Work packages
WP1
Management
This WP covers both the administrative aspect of the PRESEMT project, i.e. coordinating activities, monitoring of work progress, reporting to the community, managing of financial aspects etc., as well as the technical one, namely, monitoring of technical issues, work quality, technical decisions to be made etc.
WP2
System specifications
The current WP involves defining the guidelines, on the basis of which PRESEMT will be developed, i.e. defining the specifications of the system prototype and deciding upon the modules which this prototype will comprise. Furthermore, the consortium will identify the data and test suites required for validating and evaluating the PRESEMT prototype.
WP3
Corpus extraction & processing algorithms
WP3 involves the development of three modules of the PRESEMT prototype: (a) the Corpus creation & annotation module, released in 3 different versions, which will be responsible for the collection of resources over the web and their appropriate annotation, (b) the Phrase aligner module, released in 2 different versions, which, by consulting a small parallel corpus, will automatically define phrasing models in a given language pair, and (c) the Corpus modelling module, released in 2 different versions, which will identify semantic relations between words.
WP4
Structure selection
WP4 involves the development of the module, released in 2 different versions, which will handle the first phase of the translation process. Furthermore, WP4 involves the optimisation of the parameters of the specific module.
WP5
Translation equivalent selection
WP5 involves the development of the module, released in 2 different versions, which will handle the second phase of the translation process. Furthermore, WP5 involves the optimisation of the parameters of the specific module.
WP6
Post-processing & User adaptation
WP6 involves the development of two modules, namely (a) the Post-processing module, via which the end user will be able to correct the system output, and (b) the User adaptation module, where the focus is to make the system ‘learn’ from the user’s modifications.
WP7
Integration
Within WP7 the various modules developed in the previous WPs will be integrated into one prototype, issued in 3 subsequent versions, while the performance of the prototype will be enhanced through parallelisation processes. Furthermore, all versions of the system prototype will be accompanied by the respective documents, comprising system documentation and user manuals.
WP8
Dissemination
The current work package involves the development of a dissemination and exploitation strategy to be followed during the project lifecycle together with the relevant activities instantiating the aforementioned strategy.
WP9
Validation & Evaluation
WP9 encloses all the experimental activities to be performed with the purpose of (a) validating the system prototypes in terms of technical requirements and evaluating its performance in terms of translation quality. The validation and evaluation experiments, both consortium-internal and consortium-external, are planned to take place twice during the project lifecycle, following the issuing of the two versions of the system prototype.

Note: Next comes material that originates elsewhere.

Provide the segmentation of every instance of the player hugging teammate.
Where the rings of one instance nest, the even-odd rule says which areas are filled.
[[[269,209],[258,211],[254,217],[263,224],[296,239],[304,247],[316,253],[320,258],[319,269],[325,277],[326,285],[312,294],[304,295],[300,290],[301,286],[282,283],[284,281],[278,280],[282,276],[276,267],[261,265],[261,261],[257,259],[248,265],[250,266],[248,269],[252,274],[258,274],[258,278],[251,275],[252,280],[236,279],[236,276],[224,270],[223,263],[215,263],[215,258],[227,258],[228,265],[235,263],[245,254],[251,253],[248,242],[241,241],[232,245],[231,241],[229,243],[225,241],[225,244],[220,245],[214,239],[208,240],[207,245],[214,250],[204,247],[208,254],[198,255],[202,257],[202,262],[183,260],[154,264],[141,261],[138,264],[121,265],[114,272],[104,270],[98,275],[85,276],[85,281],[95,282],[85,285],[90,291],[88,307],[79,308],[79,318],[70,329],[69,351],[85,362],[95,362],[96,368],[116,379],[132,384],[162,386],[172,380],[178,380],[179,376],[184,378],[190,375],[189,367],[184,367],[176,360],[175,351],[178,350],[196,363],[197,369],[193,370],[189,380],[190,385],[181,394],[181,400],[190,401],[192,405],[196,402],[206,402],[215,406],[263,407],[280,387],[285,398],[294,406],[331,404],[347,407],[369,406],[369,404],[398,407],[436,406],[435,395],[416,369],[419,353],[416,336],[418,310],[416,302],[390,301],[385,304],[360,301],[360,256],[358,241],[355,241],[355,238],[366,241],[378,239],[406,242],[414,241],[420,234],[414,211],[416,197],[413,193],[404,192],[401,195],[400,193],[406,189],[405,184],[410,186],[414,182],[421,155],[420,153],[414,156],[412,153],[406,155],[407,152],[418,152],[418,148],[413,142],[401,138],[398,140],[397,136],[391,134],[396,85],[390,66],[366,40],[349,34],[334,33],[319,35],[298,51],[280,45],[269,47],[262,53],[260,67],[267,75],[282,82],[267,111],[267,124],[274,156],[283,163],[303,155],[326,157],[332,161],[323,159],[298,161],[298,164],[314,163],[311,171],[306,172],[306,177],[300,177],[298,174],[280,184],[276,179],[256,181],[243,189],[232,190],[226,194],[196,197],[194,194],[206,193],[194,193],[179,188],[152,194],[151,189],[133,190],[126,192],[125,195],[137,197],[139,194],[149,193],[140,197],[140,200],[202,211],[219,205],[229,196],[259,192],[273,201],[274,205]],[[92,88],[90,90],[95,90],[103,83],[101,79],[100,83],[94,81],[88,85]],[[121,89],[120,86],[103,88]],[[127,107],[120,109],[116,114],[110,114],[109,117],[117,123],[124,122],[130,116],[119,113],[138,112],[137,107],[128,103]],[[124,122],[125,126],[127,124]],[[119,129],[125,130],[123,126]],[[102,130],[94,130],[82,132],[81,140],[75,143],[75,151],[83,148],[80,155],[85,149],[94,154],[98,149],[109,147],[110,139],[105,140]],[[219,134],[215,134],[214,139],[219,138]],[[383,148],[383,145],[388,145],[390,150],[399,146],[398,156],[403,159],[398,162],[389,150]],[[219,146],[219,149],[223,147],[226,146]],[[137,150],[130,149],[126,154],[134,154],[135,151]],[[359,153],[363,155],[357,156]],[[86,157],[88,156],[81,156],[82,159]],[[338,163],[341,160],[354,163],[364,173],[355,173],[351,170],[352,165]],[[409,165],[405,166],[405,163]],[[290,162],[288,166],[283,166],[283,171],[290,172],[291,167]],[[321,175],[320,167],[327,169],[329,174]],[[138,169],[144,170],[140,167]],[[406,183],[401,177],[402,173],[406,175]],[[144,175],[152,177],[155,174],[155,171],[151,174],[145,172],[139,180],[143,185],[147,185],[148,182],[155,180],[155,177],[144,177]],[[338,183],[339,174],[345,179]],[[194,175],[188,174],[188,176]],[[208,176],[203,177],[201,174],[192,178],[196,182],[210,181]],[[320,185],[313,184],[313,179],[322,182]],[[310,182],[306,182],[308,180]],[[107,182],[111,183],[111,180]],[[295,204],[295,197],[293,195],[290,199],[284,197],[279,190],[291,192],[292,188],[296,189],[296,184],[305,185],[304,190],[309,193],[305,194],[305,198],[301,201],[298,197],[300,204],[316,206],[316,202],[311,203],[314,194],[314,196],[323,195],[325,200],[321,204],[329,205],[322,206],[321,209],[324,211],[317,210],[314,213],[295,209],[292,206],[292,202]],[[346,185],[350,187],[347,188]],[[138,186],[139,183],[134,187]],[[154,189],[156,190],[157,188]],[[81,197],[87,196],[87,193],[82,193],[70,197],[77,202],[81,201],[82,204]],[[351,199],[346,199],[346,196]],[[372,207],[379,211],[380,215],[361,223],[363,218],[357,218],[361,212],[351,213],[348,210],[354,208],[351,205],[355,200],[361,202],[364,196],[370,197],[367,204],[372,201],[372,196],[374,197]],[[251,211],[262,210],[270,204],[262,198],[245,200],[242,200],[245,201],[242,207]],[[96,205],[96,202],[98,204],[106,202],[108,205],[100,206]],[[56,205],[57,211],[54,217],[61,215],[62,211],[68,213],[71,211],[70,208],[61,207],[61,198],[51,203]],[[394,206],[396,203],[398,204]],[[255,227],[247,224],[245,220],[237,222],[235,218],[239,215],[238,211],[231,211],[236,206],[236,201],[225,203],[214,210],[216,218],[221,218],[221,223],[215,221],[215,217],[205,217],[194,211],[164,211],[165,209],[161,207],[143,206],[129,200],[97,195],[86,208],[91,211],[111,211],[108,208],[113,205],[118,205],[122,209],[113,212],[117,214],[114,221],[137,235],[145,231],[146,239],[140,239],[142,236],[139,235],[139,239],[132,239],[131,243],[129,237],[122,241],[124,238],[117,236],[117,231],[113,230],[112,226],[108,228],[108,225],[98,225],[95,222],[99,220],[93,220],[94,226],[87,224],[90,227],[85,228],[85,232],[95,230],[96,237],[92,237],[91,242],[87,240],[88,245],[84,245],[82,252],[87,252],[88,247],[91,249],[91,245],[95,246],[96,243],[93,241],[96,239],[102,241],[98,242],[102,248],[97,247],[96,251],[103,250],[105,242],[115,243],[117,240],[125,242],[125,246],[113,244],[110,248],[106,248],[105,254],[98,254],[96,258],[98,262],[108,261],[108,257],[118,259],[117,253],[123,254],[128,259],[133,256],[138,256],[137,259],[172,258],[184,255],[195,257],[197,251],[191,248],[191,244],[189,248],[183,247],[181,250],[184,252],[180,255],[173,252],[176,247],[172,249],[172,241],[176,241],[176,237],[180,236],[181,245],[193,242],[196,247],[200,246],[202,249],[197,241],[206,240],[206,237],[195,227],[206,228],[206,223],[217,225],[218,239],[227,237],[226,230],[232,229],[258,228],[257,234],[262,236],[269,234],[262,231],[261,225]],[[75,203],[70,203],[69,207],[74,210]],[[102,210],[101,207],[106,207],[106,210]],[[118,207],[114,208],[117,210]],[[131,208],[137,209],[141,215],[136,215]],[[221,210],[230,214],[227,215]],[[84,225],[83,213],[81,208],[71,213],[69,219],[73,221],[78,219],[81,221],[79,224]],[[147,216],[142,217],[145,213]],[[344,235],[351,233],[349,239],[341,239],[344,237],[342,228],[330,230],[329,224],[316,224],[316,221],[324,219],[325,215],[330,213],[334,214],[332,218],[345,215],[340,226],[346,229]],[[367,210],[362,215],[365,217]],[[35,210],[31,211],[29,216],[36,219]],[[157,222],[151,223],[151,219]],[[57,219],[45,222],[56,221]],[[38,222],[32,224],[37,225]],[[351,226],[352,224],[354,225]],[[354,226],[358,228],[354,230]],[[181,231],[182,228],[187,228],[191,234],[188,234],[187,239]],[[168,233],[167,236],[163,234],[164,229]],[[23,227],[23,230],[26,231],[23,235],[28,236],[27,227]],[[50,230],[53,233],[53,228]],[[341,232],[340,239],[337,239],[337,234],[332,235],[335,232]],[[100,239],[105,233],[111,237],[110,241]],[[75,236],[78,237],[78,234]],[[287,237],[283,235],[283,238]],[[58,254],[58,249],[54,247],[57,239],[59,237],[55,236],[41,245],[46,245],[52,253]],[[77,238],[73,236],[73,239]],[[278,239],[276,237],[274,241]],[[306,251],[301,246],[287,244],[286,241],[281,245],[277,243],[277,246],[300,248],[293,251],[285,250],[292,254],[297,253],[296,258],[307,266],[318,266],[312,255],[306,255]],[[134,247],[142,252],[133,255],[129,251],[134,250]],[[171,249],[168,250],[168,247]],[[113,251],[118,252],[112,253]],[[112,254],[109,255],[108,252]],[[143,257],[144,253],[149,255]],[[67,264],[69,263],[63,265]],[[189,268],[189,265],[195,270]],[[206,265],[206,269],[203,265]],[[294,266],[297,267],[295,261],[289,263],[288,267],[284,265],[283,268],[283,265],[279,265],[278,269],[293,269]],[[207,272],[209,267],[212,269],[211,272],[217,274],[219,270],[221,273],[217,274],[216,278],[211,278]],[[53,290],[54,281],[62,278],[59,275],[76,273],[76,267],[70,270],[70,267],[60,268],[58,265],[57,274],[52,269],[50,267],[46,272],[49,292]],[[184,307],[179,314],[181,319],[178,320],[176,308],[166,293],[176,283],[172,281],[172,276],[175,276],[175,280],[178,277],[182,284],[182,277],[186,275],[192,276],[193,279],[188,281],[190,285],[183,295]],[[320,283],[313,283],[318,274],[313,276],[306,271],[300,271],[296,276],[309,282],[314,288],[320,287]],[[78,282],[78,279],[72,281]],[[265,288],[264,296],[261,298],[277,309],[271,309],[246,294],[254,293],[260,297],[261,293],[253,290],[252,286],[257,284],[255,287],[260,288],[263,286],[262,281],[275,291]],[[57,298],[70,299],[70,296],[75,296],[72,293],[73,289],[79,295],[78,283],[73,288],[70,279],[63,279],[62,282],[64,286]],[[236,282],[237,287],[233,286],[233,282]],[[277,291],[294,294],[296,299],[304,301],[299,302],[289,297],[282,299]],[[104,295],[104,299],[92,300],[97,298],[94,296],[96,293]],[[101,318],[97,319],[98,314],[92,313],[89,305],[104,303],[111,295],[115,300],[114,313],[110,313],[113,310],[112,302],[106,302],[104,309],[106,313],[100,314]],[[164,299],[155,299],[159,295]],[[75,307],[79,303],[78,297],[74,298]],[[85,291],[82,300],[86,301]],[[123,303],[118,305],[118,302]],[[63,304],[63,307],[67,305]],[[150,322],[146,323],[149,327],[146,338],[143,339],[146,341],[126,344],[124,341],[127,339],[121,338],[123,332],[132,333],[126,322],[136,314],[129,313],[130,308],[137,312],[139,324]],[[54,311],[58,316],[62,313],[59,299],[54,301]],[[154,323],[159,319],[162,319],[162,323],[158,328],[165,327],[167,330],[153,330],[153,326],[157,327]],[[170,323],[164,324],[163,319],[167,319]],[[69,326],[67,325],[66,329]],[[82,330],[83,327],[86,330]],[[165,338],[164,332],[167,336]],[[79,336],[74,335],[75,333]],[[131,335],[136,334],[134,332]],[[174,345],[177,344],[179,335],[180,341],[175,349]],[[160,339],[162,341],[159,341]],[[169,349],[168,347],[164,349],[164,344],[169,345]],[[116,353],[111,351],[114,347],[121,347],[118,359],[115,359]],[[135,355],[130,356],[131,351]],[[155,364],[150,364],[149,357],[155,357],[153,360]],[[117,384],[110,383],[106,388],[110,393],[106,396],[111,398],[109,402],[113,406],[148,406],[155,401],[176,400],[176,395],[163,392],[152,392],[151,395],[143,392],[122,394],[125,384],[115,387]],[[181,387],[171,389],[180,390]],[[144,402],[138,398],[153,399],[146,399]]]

The language pairs to be studied and used for evaluation purposes are the following:
- {Czech, Greek, German, Norwegian} --> English
- {Czech, Greek, English, Norwegian} --> German
Besides these activities, the consortium also plans to assess the system extensibility and portability to new languages, by applying the 2nd system prototype to other language pairs (cf. the following list), different from those used for the system development. The outcome of this task will also contribute to the issuing of the PRESEMT final prototype.
- {Czech, Greek, German, English, Norwegian} --> Italian
Workplan
PRESEMT will have a 36-month duration. The proposed work plan for reaching the project objectives is analysed into nine (9) work packages relating to five aspects, namely project management (WP1), dissemination activities (WP8), system specifications (WP2), system development & integration (WP3-WP7) and validation & evaluation (WP9).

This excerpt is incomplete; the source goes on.